As of fiscal year 2020, the United States Treasury lists over 160 tax expenditures, the majority for private social benefits and services like employee-provided healthcare.

Tax expenditures are also common in other countries.

===Size of expenditures===
The cost of tax expenditures varies from year to year with the level of economic activity, though changes tend to be modest. The Congressional Budget Office (CBO) estimated that U.S. tax expenditures in fiscal year 2019 totaled $1.6 trillion (7.8% of gross domestic product). This was larger than all discretionary spending ($1.3 trillion) and was equal to nearly half of all federal revenue ($3.5 trillion). The CBO has also estimated the size of major tax expenditures on federal receipts as an annual average percent of GDP, for the period of 2016 to 2026. These included, among others:
- Exclusions from income: Employment based health insurance (1.5% GDP) and pension contributions (1.2% GDP)
- Deductions from income: State and local taxes (0.6% GDP) and mortgage interest (0.6% GDP)
- Preferential (lower) tax rates: Capital gains and dividends (0.6% GDP)
- Tax credits: Earned income tax credit (0.3% GDP)

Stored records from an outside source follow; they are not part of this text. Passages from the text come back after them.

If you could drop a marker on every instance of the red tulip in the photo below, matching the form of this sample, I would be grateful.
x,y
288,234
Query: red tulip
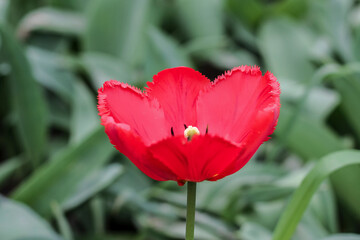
x,y
184,127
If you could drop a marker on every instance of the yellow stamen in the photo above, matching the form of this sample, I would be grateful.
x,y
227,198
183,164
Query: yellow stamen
x,y
190,131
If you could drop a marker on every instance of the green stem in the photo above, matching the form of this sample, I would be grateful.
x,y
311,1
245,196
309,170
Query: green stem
x,y
190,212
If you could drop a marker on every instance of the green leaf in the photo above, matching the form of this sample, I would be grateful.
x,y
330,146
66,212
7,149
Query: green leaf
x,y
254,231
62,223
349,88
201,18
308,137
302,196
18,221
285,45
28,99
103,67
92,184
8,167
58,179
84,117
52,20
163,52
117,27
52,72
332,18
344,236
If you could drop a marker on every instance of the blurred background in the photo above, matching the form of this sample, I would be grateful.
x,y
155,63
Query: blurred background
x,y
60,178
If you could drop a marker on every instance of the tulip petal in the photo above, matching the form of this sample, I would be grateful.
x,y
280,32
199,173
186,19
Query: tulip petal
x,y
128,105
231,108
177,90
202,158
128,143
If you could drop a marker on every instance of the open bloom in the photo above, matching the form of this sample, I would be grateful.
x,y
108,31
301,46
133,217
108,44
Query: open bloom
x,y
184,127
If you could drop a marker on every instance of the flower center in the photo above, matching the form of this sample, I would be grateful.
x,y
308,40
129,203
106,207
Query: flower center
x,y
190,131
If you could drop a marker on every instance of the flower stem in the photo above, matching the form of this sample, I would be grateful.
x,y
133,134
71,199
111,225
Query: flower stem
x,y
190,212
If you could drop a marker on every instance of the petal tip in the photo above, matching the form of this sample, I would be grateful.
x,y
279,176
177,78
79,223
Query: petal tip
x,y
251,70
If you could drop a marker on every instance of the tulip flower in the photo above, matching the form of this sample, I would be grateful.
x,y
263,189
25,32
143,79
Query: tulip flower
x,y
185,128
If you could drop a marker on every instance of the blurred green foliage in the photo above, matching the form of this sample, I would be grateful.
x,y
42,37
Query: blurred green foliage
x,y
60,178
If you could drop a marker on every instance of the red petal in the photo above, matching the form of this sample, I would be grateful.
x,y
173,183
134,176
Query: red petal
x,y
130,145
237,102
202,158
177,90
130,106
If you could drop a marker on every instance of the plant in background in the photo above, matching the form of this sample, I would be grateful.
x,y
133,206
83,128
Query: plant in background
x,y
185,128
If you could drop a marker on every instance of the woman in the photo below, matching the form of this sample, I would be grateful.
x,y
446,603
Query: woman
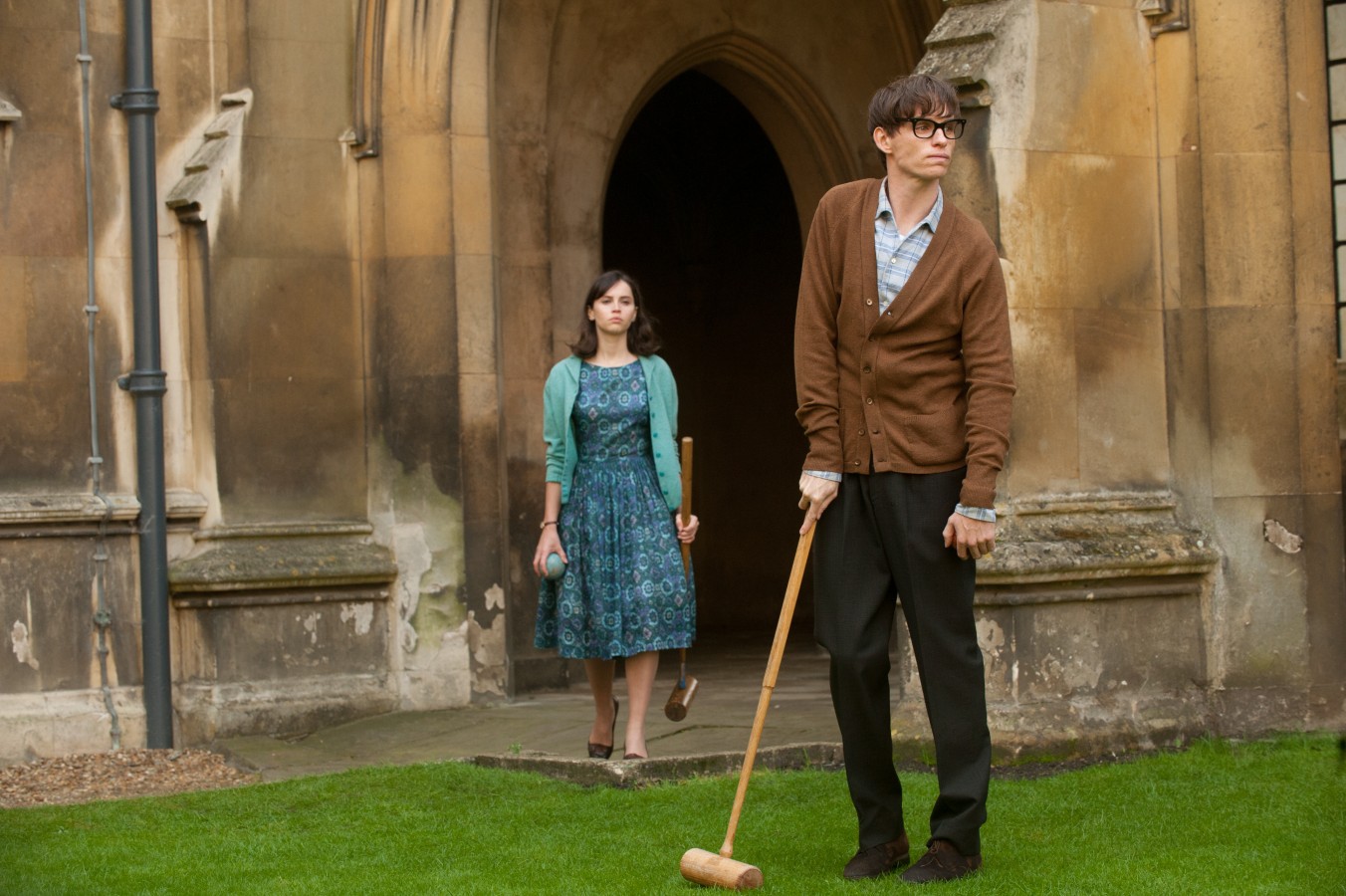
x,y
612,493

The CBO projected that the top 10 largest tax expenditures would average 6.2% of GDP each year on average over the 2016–2026 period. For scale, federal tax receipts averaged around 18% GDP from 1970 to 2016. The CBO analysis does not account for behavioral changes that might occur if the tax policies were changed, so the actual revenue impact could differ from the amounts indicated.

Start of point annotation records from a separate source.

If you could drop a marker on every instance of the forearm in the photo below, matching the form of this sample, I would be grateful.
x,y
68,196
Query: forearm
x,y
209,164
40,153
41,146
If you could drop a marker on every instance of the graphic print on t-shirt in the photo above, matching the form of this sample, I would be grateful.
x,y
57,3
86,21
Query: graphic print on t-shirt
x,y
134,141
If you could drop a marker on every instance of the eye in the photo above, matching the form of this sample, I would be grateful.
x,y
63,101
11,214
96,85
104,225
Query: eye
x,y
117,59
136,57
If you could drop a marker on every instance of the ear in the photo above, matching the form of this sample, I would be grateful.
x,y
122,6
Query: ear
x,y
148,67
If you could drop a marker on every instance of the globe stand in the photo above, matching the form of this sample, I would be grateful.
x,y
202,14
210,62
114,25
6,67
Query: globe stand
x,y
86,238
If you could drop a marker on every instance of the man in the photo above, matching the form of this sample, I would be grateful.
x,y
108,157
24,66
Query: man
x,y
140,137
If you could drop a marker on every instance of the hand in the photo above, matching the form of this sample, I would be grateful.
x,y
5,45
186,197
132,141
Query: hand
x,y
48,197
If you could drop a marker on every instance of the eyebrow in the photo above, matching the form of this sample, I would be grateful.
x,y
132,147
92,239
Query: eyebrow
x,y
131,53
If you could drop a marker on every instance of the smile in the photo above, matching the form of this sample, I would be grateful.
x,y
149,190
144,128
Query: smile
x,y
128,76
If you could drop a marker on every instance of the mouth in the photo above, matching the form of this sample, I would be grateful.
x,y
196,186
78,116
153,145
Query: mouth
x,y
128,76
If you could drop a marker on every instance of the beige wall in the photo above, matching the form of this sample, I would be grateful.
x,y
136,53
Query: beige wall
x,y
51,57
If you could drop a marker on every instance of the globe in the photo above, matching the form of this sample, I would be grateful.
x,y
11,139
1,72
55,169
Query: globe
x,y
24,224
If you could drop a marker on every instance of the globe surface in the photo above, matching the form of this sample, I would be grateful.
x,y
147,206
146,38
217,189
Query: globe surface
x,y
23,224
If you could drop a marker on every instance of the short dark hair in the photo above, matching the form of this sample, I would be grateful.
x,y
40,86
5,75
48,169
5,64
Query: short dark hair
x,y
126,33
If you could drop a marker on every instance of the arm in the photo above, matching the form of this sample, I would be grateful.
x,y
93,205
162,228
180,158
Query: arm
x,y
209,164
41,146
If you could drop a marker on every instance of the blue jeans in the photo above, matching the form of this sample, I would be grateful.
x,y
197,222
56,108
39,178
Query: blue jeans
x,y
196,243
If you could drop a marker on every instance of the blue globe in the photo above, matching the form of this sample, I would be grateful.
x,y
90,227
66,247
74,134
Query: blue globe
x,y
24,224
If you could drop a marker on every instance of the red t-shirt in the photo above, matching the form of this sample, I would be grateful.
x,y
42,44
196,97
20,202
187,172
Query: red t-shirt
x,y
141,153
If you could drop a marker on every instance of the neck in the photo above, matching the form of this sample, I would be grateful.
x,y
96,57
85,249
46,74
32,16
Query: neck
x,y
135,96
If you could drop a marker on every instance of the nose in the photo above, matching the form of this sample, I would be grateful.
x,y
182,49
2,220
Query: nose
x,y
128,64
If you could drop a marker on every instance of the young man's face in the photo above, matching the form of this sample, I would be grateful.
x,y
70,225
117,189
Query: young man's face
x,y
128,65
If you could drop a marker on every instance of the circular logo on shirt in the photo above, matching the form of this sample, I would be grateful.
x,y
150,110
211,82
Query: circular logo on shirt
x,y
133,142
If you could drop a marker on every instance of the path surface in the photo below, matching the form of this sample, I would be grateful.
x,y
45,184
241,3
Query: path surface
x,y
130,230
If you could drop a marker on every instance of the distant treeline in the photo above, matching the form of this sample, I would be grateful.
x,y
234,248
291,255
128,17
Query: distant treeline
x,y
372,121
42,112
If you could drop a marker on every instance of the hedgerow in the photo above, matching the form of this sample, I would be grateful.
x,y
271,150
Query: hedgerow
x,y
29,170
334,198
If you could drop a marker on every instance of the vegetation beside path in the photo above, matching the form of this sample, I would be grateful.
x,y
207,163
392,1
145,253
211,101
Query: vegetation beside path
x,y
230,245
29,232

===Distribution of benefits===
Existing tax expenditures disproportionally benefit those with high incomes. While certain tax programs like the earned income tax credit are targeted to people with lower incomes, according to the Center on Budget and Policy Priorities (CBPP) in 2013 the top 1% of U.S. households by income received approximately 17% of all tax expenditure spending and the top 20% received 51%.

Similarly, in 2016 the Congressional Budget Office (CBO) reported that:

Tax expenditures are distributed unevenly across the income scale. When measured in dollars, much more of the tax expenditures go to higher-income households than to lower-income households. As a percentage of people’s income, tax expenditures are greater for the highest-income and lowest-income households than for households in the middle of the income distribution.

== Politics ==
Tax expenditures are considered "off-budget" spending by most economists and budget experts. Tax expenditures are easier to pass through Congress than increases in appropriations spending. They are easily seen as free benefits, when government grants are viewed as giveaways. Unlike direct spending, tax spending must only pass through two committees, the House Ways and Means and Senate Finance. Tax expenditure programs, once in the tax code, do not come up for annual review and can only be removed through tax legislation. Tax expenditure programs are a form of entitlement spending in that every tax payer that qualifies can claim government money. Faricy (2011) demonstrated that when tax expenditures are counted as a type of government spending, Democratic and Republican parties are indistinguishable in annual changes to federal government spending. This study also found that Republicans are more likely to increase tax expenditures when in control of government thereby subsidizing the activities of businesses and the wealthy. Jacob Hacker (2002) shows that the federal subsidization of private health insurance has grown over the years and has made efforts for nationalized health care more difficult. Ellis and Faricy (2011) find that when tax expenditures rise, public opinion adjusts and becomes more liberal to counteract the conservative policies.

==Effects==
Partial exemption of the poor from taxation through reliance on progressive income taxes rather than sales taxes for revenue or tax rebates such as the earned income tax credit loosely correlate with socio-economic mobility in the United States with areas which tax the poor heavily such as the Deep South showing lower mobility than those with generous tax expenditures for the benefit of low income families with children.